Monday, April 2, 2018

3 kinds of materials that kill your wireless signal

Home wireless routers use radio frequency microwave to carry information. Microwaves are electromagnetic waves measured by wavelength or frequency. For example, the FM radio operate in the 88 - 108 MHz range, older microwave ovens operate in the 2.4 GHz range (yes, same as your CPU's frequency), wireless router 802.11a products operate in the 5 GHz range.

When you choose the location of your home router, you need to consider the radio frequency environment, which is strongly effected by the building materials in your house. Each structure or building material will provide a different degree of penetration to the radio signal. Depending on your purpose, sometimes you want to maximize the penetration, so that the signal can reach a bathroom on the other side of the house; sometimes you want to block the radio signal, so that war-driving hackers won't be able to catch leaking wireless signals on the street near home.

Structures that qualify as severe radio hazards are generally floor to ceiling structures that have a significant effect on the receive signal strength, either by completely blocking the signal or by reducing the signal strength by greater than 60%. Usually these structures are made of dense material and have varying degrees of metal associated with them.
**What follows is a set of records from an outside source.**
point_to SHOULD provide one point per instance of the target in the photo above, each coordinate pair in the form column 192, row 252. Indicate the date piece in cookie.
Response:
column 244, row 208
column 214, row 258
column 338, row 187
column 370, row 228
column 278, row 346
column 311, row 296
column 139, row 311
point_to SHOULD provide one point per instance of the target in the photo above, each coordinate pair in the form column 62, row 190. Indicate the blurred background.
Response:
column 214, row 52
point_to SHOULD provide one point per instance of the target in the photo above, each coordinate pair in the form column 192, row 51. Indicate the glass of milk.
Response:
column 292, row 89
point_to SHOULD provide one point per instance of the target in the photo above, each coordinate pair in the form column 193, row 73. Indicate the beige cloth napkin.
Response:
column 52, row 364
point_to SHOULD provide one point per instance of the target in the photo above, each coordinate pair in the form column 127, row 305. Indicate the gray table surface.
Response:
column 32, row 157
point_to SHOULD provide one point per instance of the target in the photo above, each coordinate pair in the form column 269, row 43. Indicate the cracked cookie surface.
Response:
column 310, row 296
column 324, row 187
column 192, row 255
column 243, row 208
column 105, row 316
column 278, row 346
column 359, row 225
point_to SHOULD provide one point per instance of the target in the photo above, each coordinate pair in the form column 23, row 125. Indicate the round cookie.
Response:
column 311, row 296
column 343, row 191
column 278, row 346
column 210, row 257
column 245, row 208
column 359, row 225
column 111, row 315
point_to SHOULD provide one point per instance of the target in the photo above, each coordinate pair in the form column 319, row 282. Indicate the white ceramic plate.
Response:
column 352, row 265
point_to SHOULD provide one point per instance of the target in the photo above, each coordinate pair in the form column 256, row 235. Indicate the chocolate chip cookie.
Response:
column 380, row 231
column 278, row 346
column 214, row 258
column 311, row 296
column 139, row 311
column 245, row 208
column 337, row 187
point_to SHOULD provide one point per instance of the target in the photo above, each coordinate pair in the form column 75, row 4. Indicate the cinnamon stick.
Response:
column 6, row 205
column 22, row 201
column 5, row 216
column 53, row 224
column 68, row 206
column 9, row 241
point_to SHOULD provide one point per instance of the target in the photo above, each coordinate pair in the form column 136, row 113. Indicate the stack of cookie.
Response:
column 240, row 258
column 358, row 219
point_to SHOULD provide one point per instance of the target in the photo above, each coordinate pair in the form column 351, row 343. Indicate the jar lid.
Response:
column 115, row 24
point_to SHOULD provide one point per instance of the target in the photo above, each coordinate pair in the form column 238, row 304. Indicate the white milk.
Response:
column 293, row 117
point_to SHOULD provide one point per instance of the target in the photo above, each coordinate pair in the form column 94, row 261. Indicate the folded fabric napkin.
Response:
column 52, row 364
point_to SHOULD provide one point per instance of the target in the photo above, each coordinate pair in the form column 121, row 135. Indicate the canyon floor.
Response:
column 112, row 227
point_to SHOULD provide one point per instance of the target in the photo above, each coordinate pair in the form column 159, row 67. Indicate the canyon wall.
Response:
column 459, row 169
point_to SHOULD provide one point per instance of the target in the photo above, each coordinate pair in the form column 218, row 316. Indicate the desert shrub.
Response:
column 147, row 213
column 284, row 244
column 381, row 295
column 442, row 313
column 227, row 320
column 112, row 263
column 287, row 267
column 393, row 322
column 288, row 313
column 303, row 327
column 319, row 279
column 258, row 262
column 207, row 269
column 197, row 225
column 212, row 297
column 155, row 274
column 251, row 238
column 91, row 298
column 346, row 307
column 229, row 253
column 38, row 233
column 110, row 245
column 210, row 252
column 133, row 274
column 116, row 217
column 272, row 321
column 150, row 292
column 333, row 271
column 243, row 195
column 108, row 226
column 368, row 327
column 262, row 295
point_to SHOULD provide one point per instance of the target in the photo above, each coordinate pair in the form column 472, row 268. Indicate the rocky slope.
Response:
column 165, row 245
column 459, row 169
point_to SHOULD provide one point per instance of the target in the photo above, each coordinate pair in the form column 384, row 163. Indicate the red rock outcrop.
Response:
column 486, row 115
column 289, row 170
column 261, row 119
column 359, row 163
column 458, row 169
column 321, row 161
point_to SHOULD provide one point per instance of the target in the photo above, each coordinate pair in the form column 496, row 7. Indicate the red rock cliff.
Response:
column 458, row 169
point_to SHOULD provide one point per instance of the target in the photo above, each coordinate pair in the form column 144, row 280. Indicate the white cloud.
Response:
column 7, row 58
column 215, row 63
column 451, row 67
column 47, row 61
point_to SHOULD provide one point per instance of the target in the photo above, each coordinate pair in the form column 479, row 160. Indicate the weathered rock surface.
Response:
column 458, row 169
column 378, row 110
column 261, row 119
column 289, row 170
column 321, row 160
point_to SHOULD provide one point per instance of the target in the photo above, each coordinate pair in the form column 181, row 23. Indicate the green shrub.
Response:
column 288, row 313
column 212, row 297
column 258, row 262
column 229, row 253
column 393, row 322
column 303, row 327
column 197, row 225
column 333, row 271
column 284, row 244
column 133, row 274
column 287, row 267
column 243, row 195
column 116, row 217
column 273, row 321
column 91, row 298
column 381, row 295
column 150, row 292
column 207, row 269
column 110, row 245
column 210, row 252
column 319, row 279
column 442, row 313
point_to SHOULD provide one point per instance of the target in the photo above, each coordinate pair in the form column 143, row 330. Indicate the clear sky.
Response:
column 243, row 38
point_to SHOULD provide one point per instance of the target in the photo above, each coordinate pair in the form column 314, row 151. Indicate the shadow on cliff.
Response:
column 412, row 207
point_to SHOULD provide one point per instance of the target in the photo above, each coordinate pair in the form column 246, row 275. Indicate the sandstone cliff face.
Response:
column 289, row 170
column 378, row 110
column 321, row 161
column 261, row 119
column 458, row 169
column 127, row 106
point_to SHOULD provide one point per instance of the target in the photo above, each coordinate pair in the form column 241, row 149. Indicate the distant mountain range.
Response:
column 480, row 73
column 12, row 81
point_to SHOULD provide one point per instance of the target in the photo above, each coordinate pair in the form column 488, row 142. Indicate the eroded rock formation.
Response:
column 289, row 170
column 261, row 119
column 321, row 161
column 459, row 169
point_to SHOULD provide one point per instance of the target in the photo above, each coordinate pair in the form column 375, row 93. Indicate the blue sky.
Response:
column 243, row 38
  1. metal is a very good radio blocking material -- as good as a mirror that reflects the magnetic waves (light to radio wave) at the surface, leaving no signal to penetrate through. Computer rooms are sometimes wrapped in a skin of metal shield which don't allow any signal to penetrate through. Your home constructions with metals are falling into this category, examples are mirrors, metal desks, metal room partitions, reenforced concrete floor, exterior walls, bathrooms, chicken wire mesh etc.
  2. Dense materials like marble, bricks, water, paper allows radio signal to penetrate through while reflecting as well as absorbing some of the signal. Structures made of these materials can reduce the receive signal strength by 5 to 40%. You can find them by looking around: bookcases, filing cabinets, inner walls, kitchen table, fireplace, aquarium, bushes.
  3. Materials that allow most of the radio signal to penetrate through are generally those materials which don't conduct electricity -- air, wood, plaster, synthetic material, asbestos and glass. Your celling, inner wall, window and door might be able to keep you warm and secure, but the signal from your wireless router pass through them as if they don't exist. This explains why when your pc looks for wireless in range, it finds all your neighbors' wireless routers a few inner walls away.